A hand shot out, firm around my arm, stopping my fall like it was nothing.

"Careful."

The voice was low.

Controlled.

The kind of voice that didn't rush.

I looked up.

Suit, immaculate.

Shoulders broad, posture effortless.

Dark hair pushed back neatly, one faint silver line at his temple that made him look even sharper.

A face carved into composure.

And eyes,gray, cool, already annoyed.

His gaze flicked over the coffee stain with the detached irritation of someone who didn't deal with accidents often.

"I'm so sorry," I blurted, scrambling uselessly. "I didn't see—"

"You weren't looking."

Flat.

Not cruel.

Just fact.

Embarrassment burned fast under my skin.

"I can pay for…"

"It's fine."

He stepped past me, already moving like the hallway belonged to him.

As he entered the elevator behind him, people subtly shifted out of his way without thinking.

That was when dread settled in my stomach.

Not surprise.

Not confusion.

Just inevitability.

The doors began to close.

He glanced back once.

"Watch where you're going next time."

Then he was gone.

I stood there, coffee dripping onto marble, humiliation sharp in my throat.
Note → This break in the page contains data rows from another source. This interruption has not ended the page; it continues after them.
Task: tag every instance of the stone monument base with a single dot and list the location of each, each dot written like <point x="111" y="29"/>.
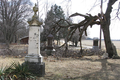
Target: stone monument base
<point x="37" y="68"/>
<point x="96" y="48"/>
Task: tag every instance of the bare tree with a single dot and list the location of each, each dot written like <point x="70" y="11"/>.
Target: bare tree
<point x="12" y="14"/>
<point x="90" y="20"/>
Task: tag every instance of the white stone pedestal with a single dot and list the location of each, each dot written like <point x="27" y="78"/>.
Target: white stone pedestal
<point x="34" y="45"/>
<point x="34" y="59"/>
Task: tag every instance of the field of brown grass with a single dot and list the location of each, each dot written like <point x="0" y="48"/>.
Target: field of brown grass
<point x="84" y="68"/>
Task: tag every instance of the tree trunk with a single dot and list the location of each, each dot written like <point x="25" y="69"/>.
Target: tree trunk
<point x="105" y="27"/>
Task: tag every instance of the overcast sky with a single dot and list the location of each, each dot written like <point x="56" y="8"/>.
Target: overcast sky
<point x="84" y="6"/>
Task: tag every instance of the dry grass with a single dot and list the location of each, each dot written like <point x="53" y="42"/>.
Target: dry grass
<point x="86" y="68"/>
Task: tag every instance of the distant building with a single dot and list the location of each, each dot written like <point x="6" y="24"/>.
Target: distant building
<point x="24" y="40"/>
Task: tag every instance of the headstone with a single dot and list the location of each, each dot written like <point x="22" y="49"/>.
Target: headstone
<point x="95" y="43"/>
<point x="105" y="56"/>
<point x="34" y="58"/>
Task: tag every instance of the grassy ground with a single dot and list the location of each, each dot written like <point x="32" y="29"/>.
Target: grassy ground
<point x="85" y="68"/>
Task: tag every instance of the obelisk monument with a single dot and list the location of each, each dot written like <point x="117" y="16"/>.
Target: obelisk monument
<point x="34" y="58"/>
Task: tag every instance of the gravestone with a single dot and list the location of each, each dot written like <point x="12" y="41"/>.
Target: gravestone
<point x="95" y="43"/>
<point x="34" y="58"/>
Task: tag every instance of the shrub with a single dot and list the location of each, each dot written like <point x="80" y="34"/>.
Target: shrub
<point x="16" y="71"/>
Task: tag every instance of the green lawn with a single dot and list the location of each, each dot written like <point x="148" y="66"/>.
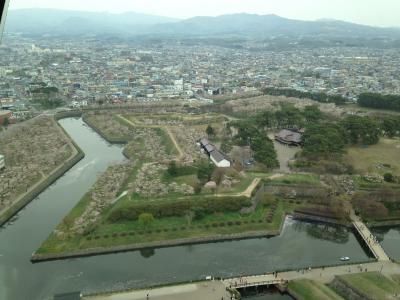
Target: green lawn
<point x="109" y="234"/>
<point x="310" y="179"/>
<point x="373" y="284"/>
<point x="312" y="290"/>
<point x="372" y="158"/>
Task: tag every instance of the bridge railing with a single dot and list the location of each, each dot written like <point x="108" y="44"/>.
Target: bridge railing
<point x="257" y="283"/>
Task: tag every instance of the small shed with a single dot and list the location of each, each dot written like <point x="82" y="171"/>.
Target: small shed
<point x="219" y="159"/>
<point x="289" y="137"/>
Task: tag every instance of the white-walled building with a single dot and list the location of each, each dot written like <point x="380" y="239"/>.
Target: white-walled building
<point x="219" y="159"/>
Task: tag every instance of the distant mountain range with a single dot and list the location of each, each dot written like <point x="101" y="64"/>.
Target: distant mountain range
<point x="51" y="21"/>
<point x="47" y="21"/>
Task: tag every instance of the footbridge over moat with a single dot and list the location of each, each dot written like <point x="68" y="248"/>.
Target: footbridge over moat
<point x="369" y="239"/>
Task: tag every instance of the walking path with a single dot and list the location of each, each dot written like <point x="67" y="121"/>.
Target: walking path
<point x="369" y="239"/>
<point x="323" y="275"/>
<point x="217" y="290"/>
<point x="209" y="290"/>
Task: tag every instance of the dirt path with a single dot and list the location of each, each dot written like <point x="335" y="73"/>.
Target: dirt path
<point x="165" y="128"/>
<point x="172" y="137"/>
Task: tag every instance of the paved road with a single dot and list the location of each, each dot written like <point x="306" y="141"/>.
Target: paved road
<point x="369" y="239"/>
<point x="210" y="290"/>
<point x="323" y="275"/>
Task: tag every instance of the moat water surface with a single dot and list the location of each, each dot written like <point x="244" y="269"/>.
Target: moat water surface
<point x="300" y="244"/>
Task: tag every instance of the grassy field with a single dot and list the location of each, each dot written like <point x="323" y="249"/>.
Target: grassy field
<point x="109" y="234"/>
<point x="311" y="290"/>
<point x="373" y="284"/>
<point x="310" y="179"/>
<point x="380" y="158"/>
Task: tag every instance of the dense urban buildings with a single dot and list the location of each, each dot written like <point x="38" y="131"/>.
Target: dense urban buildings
<point x="81" y="72"/>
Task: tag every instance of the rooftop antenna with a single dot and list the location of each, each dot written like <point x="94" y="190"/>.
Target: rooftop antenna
<point x="3" y="15"/>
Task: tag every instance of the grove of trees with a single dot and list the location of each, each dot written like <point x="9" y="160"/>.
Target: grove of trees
<point x="319" y="97"/>
<point x="373" y="100"/>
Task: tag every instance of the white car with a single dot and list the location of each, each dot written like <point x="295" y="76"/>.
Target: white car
<point x="345" y="258"/>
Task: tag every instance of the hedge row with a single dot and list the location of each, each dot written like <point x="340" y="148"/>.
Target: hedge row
<point x="180" y="207"/>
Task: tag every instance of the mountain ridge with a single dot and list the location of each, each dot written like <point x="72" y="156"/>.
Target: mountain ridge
<point x="47" y="21"/>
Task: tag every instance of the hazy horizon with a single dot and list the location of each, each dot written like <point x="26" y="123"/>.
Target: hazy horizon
<point x="369" y="12"/>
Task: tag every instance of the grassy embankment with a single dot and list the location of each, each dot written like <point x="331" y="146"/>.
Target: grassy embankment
<point x="311" y="290"/>
<point x="373" y="285"/>
<point x="108" y="233"/>
<point x="380" y="158"/>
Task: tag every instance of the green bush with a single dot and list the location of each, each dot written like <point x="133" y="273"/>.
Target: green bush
<point x="162" y="209"/>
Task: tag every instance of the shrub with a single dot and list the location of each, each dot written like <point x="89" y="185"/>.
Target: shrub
<point x="159" y="209"/>
<point x="146" y="219"/>
<point x="388" y="177"/>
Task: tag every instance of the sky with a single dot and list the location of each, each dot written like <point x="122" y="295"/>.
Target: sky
<point x="369" y="12"/>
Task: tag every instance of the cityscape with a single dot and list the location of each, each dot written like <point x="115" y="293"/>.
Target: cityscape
<point x="235" y="156"/>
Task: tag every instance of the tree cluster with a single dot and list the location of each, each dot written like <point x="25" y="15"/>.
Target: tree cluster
<point x="319" y="97"/>
<point x="372" y="100"/>
<point x="289" y="117"/>
<point x="262" y="146"/>
<point x="162" y="209"/>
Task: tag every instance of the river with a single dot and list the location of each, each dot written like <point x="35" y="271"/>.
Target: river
<point x="299" y="245"/>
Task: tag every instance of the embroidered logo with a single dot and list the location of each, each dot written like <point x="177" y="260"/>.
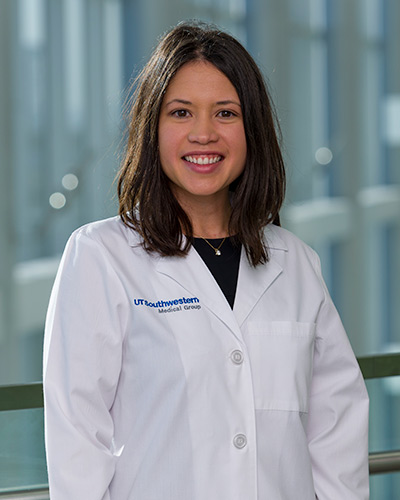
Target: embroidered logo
<point x="174" y="305"/>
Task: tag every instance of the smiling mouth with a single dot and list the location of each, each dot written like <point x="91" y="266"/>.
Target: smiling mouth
<point x="203" y="160"/>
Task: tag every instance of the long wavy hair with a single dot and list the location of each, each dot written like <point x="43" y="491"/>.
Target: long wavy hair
<point x="146" y="202"/>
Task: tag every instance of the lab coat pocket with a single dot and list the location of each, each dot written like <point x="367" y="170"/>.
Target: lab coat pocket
<point x="281" y="355"/>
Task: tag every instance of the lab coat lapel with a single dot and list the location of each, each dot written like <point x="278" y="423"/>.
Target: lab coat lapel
<point x="194" y="276"/>
<point x="253" y="282"/>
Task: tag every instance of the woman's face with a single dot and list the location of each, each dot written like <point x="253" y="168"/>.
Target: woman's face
<point x="201" y="135"/>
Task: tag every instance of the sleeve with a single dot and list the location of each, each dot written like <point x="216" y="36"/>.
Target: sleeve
<point x="338" y="415"/>
<point x="82" y="363"/>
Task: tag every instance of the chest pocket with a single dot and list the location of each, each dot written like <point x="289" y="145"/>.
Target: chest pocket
<point x="281" y="355"/>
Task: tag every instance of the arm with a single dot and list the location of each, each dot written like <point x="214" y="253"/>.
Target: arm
<point x="338" y="417"/>
<point x="82" y="362"/>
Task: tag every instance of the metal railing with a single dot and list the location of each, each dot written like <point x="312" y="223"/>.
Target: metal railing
<point x="30" y="396"/>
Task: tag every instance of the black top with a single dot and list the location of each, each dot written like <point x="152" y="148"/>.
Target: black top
<point x="224" y="267"/>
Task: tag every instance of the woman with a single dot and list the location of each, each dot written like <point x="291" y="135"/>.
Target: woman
<point x="192" y="351"/>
A woman appeared beside me, calm as if this happened every day.

"Aria Cole?"

"Yes," I managed.

"I'm Helen Parker," she said smoothly. "Mr. Hayes' executive assistant." Her eyes flicked to my shirt. "We'll get you something clean before you meet him."

My stomach dropped.

"The man who just…"

Helen's expression didn't change.

"Lucas Hayes," she confirmed. "CEO of Hayes Tech Holdings."

My interviewer.

I stared at the closed elevator doors.

Of course.

Of course it was him.

I had just spilled coffee on one of the most powerful men in the city.

And he was about to decide whether I ever belonged in this building at all.